Photo: AI. Tomoko Hayashi
OpenAI has been quietly shipping a ridiculous number of updates to Codex over the past few weeks, and the cumulative effect is kind of fascinating. Not because any single feature is revolutionary—most of them aren't—but because the update velocity and the sheer range of capabilities suggest something bigger than incremental improvement. Codex is trying to become an entire coding platform, not just a better autocomplete.
AICodeKing's recent walkthrough of these updates is useful not for what it celebrates, but for what it reveals about where AI coding tools are actually heading. And it's messier, more ambitious, and weirder than you might expect.
The Desktop App Gets Serious (Mostly)
The foundational shift happened with Codex's desktop app refresh, which moved the tool from "basically a wrapper around the CLI" to something that wants to be your primary coding workspace. The headline feature: an in-app browser that lets Codex open local dev servers, let you annotate what's wrong with the UI, and then fix those issues.

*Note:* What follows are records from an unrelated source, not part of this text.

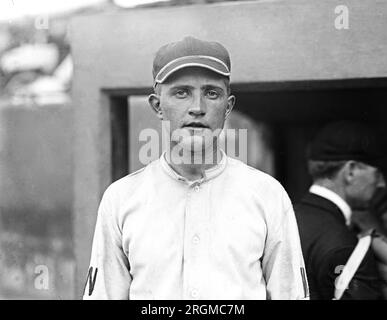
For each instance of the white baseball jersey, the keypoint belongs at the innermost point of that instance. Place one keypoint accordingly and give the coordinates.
(230, 235)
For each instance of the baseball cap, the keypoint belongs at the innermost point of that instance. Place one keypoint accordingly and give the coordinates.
(190, 52)
(349, 140)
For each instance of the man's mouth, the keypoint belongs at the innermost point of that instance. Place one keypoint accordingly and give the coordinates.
(195, 125)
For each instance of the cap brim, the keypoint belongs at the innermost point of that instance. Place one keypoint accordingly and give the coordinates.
(207, 62)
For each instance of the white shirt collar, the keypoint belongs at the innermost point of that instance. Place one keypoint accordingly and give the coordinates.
(335, 198)
(207, 174)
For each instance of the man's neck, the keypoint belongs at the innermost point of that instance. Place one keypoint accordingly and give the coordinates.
(194, 164)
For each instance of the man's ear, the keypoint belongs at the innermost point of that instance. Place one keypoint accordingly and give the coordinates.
(154, 101)
(230, 105)
(349, 171)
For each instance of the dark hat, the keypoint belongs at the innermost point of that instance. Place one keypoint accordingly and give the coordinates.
(190, 52)
(348, 140)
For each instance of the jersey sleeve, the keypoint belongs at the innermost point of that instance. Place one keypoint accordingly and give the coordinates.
(108, 275)
(283, 264)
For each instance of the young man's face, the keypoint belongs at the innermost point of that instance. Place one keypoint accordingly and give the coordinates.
(196, 103)
(366, 180)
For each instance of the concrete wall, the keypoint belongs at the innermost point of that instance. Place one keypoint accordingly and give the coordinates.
(272, 44)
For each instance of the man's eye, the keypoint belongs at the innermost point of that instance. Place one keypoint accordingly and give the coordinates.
(212, 94)
(181, 93)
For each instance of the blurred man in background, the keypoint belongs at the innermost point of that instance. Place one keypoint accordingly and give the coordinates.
(344, 161)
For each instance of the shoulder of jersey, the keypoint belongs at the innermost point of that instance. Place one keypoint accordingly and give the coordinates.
(252, 174)
(130, 179)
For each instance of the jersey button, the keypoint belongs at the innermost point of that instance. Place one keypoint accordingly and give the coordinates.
(195, 239)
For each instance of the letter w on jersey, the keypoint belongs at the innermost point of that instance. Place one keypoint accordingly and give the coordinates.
(90, 280)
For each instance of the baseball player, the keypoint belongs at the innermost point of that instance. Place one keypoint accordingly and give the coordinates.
(215, 229)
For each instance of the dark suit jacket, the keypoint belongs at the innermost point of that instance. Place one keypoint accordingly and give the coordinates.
(327, 243)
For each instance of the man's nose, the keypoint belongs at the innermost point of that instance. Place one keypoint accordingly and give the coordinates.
(197, 107)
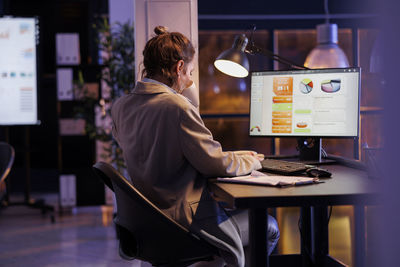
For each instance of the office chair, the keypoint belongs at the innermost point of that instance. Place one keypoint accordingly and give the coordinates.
(7, 155)
(145, 232)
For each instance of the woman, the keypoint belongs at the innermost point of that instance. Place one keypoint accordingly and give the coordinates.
(170, 153)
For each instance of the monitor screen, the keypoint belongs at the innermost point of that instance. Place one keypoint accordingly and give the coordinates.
(320, 103)
(18, 71)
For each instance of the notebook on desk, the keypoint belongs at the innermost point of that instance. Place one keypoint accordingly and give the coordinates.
(259, 178)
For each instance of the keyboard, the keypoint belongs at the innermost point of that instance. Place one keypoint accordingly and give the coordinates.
(284, 167)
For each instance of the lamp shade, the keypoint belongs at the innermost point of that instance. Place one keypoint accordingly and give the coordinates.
(234, 61)
(327, 54)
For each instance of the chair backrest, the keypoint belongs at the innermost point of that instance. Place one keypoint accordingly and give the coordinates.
(7, 155)
(154, 237)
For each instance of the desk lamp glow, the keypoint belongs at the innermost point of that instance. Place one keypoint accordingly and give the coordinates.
(327, 53)
(234, 61)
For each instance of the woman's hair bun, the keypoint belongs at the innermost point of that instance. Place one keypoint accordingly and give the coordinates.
(160, 30)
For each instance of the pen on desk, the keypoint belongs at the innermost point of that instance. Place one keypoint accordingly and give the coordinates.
(316, 180)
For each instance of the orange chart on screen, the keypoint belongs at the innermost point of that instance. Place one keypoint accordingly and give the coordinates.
(282, 105)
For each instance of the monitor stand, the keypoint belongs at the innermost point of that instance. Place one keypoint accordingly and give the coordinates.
(310, 151)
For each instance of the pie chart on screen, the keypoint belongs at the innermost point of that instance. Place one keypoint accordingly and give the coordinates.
(306, 86)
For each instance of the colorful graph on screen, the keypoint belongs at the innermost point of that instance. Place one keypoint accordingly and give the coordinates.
(330, 86)
(306, 86)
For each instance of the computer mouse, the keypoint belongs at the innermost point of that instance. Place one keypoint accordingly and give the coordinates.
(318, 172)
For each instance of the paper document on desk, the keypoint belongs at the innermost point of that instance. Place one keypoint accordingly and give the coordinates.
(260, 178)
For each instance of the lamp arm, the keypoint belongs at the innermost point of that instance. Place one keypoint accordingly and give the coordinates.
(253, 50)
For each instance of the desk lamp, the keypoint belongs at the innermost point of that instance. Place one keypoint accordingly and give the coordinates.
(234, 61)
(327, 53)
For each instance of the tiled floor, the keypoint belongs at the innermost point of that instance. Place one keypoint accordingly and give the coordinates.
(85, 237)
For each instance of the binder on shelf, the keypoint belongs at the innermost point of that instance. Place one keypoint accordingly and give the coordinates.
(65, 84)
(67, 49)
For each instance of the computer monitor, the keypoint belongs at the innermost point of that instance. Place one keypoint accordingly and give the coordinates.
(308, 103)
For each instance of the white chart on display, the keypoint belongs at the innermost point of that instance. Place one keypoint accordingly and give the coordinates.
(18, 71)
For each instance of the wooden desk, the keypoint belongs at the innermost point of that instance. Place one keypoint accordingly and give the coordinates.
(348, 186)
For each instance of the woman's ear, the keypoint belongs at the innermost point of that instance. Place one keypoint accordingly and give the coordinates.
(179, 66)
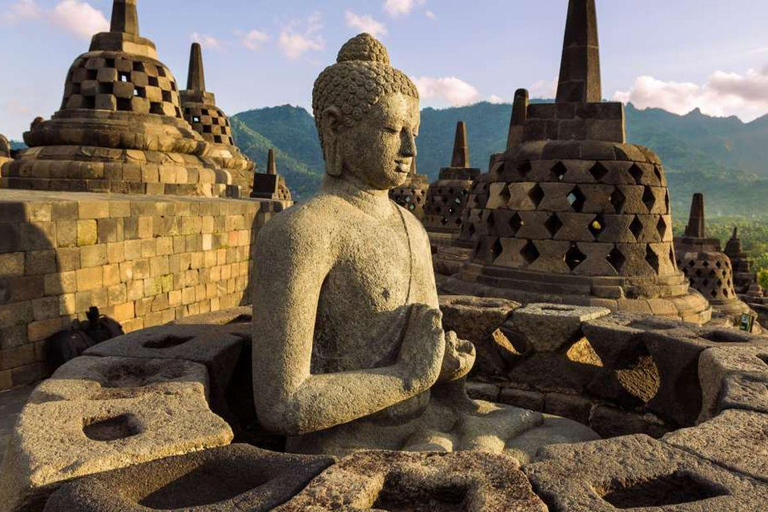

This matters more than it sounds. Most AI coding tools can edit files all day long, but they're flying blind when it comes to what the application actually looks like. They can change your CSS, tweak your React components, adjust your layout—but they can't verify whether the result is good, broken, or hilariously off-brand. Browser integration closes that loop.
Codex also added macOS computer control, so it can see, click, and type inside native applications. That's useful for the kinds of bugs that don't have a clean terminal solution—GUI settings, simulator workflows, app-specific configuration.
And then there are Codex Pets.
Yes, animated companions that live inside your coding environment. You can customize them, toggle a floating overlay, even use the "hatch pet" skill to generate one based on your recent projects. It sounds absurd. It kind of is absurd. But as AICodeKing points out, "the useful part is that the floating overlay keeps your active Codex work visible while you're using other apps. It shows the active thread, tells you whether Codex is running, waiting for input, or ready for review."
So: serious enterprise permission controls and little animated pets, shipping in the same update cycle. Very OpenAI.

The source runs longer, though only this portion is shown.